Панкрат дышал все тяжелее.
— Не нашел вот я… Неугодно, значит, богу… Что же, ты найдешь… Скажи мне, веришь ли в землю Восеонскую, правой вере обетованную?
— Верю, батюшка.
— А как ты веришь?
Сын молчал.
— Как ты веришь, говорю? Всяко верят. Есть, которые смеются. Из стариковских, из наших же такие есть. А другие опять рассудком затмились и ищут сказку богомерзкую… Думают, на белых водах калачи по березам висят… Не то надо искать… Не такое Беловодье.
— Понимаю, батюшка.
— Вразуми тебя господи! Беловодье оно ото всех стран отличительно… Найдешь, небось… Вдоволь там воды, вдоволь черной земли, и леса, и зверя, и птицы, и злаков всяческих, и овощу… Трудись только во славу божью, как прародитель наш Адам трудился. Не смотри, что хорошо сама земля родит. Потом поливай ее… Ты слышишь, Панфил?
Тот вздрогнул, поймав себя на нехороших мыслях.
От старика, от одежды его, от постели тянуло смрадом. Сердце ныло в тоске, а к горлу подступала тошнота. Боролись два чувства — отвращение к беспомощному трупу и страх, благоговение перед каждым словом навсегда уходящего в вечность столпа.

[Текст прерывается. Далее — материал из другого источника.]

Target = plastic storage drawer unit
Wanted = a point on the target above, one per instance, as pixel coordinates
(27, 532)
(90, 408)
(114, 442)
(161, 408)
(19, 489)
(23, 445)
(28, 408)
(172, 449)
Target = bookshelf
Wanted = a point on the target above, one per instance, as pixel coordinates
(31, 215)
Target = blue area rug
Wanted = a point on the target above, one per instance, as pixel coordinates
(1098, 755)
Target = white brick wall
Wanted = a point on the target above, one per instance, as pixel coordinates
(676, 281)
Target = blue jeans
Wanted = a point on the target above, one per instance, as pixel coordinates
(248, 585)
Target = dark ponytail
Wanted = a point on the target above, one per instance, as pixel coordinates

— Что ты, батюшка! Ни единого из слов твоих не утрачу.
— Угодья разные там высмотри, да не забудь и душу… Не должно там быть власти, от людей поставленной… Тем и свято оно, Беловодье. Ни пашпорта тебе там, ни печати антихристовой — ничего… Правой вере простор… Живи, как хочешь… Управляйся стариками… Вот как… Понимаешь?
— Понимаю.
— Пойми… пойми…
Хотел сказать что-то, но в груди в буйном приступе кашля забились разбитые легкие, и вместо слов всю избу наполнили дикие, жуткие звуки. Давно нечесанная борода трепалась в серой холщовой рубахе, щеки вспыхнули румянцем, а широко открытые безумные глаза, с густой сетью красных жилок, упрямо смотрели в низкий черный потолок.
Долго кашлял, стонал и бессильно плевался. Потом затих. Потом опять заговорил:
— Дай мне Триодь Цветную!
Панфил послушно шагнул в передний угол, снял с киота толстую, обтянутую кожей, в дубовых корках книгу и поднес.
— Возьми тоже себе… Старой печати она… Дониконовской… Истинная книга… Одна осталась. Все походы с ней сделал, пуще глазу берег… Береги и ты… Теперь встань сюда и наклонись.
Панфил опустился на колени.
— Клади левую руку на Триодь… Так… Сложи двуперстно правую… Клянись мне, что не отступишь от старой веры.
— Батюшка, клянусь!
— И живот и душу за нее положишь?
— Положу! Клянусь!
— И детей и внуков к ней приведешь?
— Клянусь!
— Клянись, что по гроб, по конец земной своей жизни, не смиришься духом, пока не сыщешь землю Восеонскую.
— Батюшка! Слаб я.
— Клянись!
И звякнули стекла, медным звоном отдался в ушах могучий, властный голос. Будто крикнул не старик, а тот прежний великан Панкрат.
— Клянусь, батюшка.
— То-то!.. Теперь ты скован, но господь тебе поможет, поведет тебя.
— Батюшка, батюшка…
В сухом рыдании Панфил уткнулся лбом в постель. Отец нащупал его голову и, больно тыкая в темя крепкими горбатыми ногтями, трижды осенил крестом.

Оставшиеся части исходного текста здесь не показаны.